A imagem que guardo de quando estávamos na sala de aula e olhávamos para a porta que tinha uma “vigia” de vidro quadrada atraves do qual víamos o rosto carrancudo da freira a vigiar-nos.

As batas limpas para mudarmos era apenas uma vez por semana, ora isto no tempo de calor, nos sovacos ficava o tecido duro e fedido, mas até as mudarmos as pregas tinham que manter-se aprumadas.

O dormitório das grandes, como todas gostaríamos de poder estar, tinham divisórias em placas de madeira que dava uma privacidade a quem lá dormia, mas isto era apenas para as mais velhas.

As meninas que dentro do colégio tinham privilégios que as “maçaricas” não tinham, e olhavam-nos com um ar superior e uma autoridade como se fossemos de outro planeta.

Um dia passei-me completamente após ser rebaixada em frente a todas as colegas no intervalo de uma aula, agarrei-me aos cabelos de quem no fez  e bati-lhe, mesmo ao ponto de terem que nos separar.

Fiquei um mês de castigo a comer sozinha na tal mesa ao fundo do refeitório e sem direito a recreio, mas feliz!

A menina do episódio, encontrei-a anos depois em Salisbury, por capricho do destino casada com um colega e amigo do meu marido.

Mas tinha amigas, muitas que recordo com saudade.
Foram bastas vezes que me ajoelhava na capelinha que existia no pátio de trás, onde muitas alunas que cabulavam o ano todo iam pedir ajuda para os testes em troca de promessas sei lá se algumas vezes cumpridas.

Eu apenas pedia que o meu papá me fosse buscar depressa, bem que lhe escrevia cartinhas contando a minha saga mas as mesmas eram censuradas e jamais chegavam ao destino acontecendo o mesmo com as que recebíamos.

Quando alguém vinha de Tete para a Beira, minha mãe mandava-me um bolo ou bolachinhas que eram confiscadas de imediato para um armário ao canto da sala de jantar e eram dadas racionadas até que acabavam por endurecer e ir para o lixo.

A seguir á dita capela, atravessando uma divisória de rede com maracujás dependurados cujas flores me alegravam o dia, havia o campo de jogos onde muitas manhas frias com um simples fato de ginástica fazíamos a aula.

De notar as temperaturas de inverno em Vila Pery não eram muito quentes.

Por detrás do colégio um pátio enorme com sombras onde fazíamos o nosso recreio de fim-de-semana, e pasme-se algumas lajes de cimento que diziam ser campas pois seria um antigo cemitério.

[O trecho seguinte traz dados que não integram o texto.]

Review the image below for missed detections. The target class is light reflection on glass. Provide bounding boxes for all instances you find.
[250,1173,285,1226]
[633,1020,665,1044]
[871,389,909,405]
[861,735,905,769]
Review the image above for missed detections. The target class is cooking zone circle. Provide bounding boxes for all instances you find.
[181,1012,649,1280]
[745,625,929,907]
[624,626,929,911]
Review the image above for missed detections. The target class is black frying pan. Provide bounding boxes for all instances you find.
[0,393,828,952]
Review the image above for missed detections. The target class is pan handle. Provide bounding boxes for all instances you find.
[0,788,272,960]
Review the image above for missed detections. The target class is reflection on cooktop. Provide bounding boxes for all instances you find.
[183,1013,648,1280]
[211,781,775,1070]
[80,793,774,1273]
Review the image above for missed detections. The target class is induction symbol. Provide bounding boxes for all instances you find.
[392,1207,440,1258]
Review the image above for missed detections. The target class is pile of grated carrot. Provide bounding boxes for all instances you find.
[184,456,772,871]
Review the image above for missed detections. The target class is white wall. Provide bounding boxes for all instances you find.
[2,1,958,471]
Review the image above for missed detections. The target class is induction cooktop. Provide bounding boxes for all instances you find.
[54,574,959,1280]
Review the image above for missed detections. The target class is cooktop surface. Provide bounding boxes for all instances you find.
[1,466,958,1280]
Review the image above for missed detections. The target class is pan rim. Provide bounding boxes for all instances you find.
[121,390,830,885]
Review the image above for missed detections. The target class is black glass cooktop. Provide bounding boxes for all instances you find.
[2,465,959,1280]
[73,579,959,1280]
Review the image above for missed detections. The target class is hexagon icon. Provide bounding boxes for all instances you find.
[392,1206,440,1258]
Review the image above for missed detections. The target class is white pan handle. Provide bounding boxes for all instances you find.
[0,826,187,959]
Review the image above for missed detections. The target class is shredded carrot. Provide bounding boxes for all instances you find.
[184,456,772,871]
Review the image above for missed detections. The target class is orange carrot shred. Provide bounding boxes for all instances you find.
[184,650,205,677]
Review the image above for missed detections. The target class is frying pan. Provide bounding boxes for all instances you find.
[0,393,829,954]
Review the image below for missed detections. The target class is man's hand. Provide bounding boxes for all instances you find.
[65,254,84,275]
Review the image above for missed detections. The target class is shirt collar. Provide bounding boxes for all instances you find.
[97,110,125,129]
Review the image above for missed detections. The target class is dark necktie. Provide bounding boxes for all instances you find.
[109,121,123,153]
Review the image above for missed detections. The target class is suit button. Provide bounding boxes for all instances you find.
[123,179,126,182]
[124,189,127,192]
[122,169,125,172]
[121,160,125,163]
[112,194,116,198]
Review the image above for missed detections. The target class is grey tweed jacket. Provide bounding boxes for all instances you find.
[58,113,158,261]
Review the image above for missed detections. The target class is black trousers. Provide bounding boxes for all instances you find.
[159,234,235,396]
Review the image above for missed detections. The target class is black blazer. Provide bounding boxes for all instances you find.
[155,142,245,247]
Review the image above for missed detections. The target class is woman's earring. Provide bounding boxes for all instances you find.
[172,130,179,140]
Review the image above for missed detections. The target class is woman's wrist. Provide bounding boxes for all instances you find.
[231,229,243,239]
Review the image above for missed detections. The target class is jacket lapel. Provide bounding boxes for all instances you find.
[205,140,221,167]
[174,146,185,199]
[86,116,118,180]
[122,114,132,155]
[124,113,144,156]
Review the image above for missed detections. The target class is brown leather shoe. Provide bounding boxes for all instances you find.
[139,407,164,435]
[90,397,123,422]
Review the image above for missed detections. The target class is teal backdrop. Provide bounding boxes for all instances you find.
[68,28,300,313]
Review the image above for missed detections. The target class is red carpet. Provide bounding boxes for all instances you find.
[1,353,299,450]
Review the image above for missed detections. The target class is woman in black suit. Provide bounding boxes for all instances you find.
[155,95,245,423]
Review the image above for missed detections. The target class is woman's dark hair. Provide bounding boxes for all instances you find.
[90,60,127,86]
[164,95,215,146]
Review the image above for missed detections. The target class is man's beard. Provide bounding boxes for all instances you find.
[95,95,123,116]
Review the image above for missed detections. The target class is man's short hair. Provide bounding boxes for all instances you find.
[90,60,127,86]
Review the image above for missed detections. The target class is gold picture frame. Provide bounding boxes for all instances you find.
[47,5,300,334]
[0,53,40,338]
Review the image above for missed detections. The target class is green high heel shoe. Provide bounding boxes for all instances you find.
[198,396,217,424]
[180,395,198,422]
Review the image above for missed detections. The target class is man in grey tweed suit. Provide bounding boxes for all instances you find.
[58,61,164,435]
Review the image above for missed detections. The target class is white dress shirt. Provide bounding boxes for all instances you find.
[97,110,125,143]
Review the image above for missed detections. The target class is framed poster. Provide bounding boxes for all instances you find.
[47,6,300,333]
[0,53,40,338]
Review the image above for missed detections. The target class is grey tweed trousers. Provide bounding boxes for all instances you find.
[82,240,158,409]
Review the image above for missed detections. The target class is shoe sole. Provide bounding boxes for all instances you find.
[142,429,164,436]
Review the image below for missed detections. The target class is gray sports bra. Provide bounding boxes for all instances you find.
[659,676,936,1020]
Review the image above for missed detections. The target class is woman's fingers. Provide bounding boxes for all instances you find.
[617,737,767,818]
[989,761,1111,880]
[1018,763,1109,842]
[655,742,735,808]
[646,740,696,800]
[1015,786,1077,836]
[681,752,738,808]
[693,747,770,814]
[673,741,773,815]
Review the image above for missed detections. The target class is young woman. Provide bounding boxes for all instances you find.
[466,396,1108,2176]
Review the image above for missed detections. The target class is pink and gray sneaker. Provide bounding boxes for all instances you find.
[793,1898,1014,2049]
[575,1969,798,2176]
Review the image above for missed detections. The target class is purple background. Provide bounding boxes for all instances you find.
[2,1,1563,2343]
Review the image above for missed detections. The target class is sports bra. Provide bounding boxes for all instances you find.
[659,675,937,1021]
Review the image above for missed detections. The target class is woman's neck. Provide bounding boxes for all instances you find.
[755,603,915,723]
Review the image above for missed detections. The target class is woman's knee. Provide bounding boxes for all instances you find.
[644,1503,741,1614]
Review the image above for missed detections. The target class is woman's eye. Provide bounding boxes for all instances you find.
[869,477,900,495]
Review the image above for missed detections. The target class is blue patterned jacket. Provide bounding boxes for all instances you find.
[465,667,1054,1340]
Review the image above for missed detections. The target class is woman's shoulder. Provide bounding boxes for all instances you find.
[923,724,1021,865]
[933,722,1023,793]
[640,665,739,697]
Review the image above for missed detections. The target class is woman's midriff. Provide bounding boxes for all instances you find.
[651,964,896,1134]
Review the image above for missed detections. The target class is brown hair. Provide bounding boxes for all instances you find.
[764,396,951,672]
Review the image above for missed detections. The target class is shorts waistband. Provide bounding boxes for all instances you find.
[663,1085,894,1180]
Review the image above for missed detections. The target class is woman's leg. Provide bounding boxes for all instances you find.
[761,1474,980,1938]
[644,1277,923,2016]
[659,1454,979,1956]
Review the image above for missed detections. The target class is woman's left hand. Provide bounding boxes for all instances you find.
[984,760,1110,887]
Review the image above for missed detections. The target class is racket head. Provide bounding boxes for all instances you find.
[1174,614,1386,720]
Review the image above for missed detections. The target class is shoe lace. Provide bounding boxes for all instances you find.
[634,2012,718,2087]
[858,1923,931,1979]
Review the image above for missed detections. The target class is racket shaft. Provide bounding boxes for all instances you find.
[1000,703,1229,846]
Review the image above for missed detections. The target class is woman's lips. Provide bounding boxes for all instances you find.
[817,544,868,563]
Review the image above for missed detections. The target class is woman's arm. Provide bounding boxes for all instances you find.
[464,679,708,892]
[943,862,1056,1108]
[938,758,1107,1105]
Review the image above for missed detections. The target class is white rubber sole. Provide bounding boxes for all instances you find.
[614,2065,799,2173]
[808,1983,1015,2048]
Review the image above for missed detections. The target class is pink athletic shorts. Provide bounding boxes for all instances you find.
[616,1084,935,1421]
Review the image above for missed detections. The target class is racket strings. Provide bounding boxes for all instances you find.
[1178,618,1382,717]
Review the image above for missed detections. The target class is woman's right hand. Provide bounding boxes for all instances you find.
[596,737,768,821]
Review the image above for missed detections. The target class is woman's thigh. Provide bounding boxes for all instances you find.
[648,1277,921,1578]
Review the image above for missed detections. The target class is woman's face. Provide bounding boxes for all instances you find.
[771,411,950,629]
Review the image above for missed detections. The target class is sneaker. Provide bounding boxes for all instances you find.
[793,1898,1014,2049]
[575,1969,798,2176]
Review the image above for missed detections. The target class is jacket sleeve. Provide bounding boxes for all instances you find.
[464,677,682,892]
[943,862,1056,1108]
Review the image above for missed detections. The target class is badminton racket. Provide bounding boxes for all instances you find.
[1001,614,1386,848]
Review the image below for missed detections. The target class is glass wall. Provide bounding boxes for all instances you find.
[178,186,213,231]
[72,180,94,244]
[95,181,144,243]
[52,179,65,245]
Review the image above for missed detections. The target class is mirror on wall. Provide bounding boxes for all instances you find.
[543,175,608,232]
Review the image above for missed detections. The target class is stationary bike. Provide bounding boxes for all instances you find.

Uma vez por outra tínhamos o passeio de domingo, íamos em fila duas a duas ate ao fim da rua e regressávamos.
Passávamos pelos cafés ou cinemas onde a juventude se divertia e ficávamos com uma imensa inveja!
Nas férias grandes imediatas decidi, não voltaria mais.

Por justiça reconheço que muito aprendi nesta casa, educação, respeito, e conhecimentos para o resto da vida."

Alguém me tocou nas costas a chamar-me, para o almoço, o que me acordou dum tempo cujo espaço seria de mais de meio século para regressar ao presente.
Olhei uma última vez para trás e despedi-me de mais uma página da minha juventude, limpando os olhos de uma lágrima de saudade.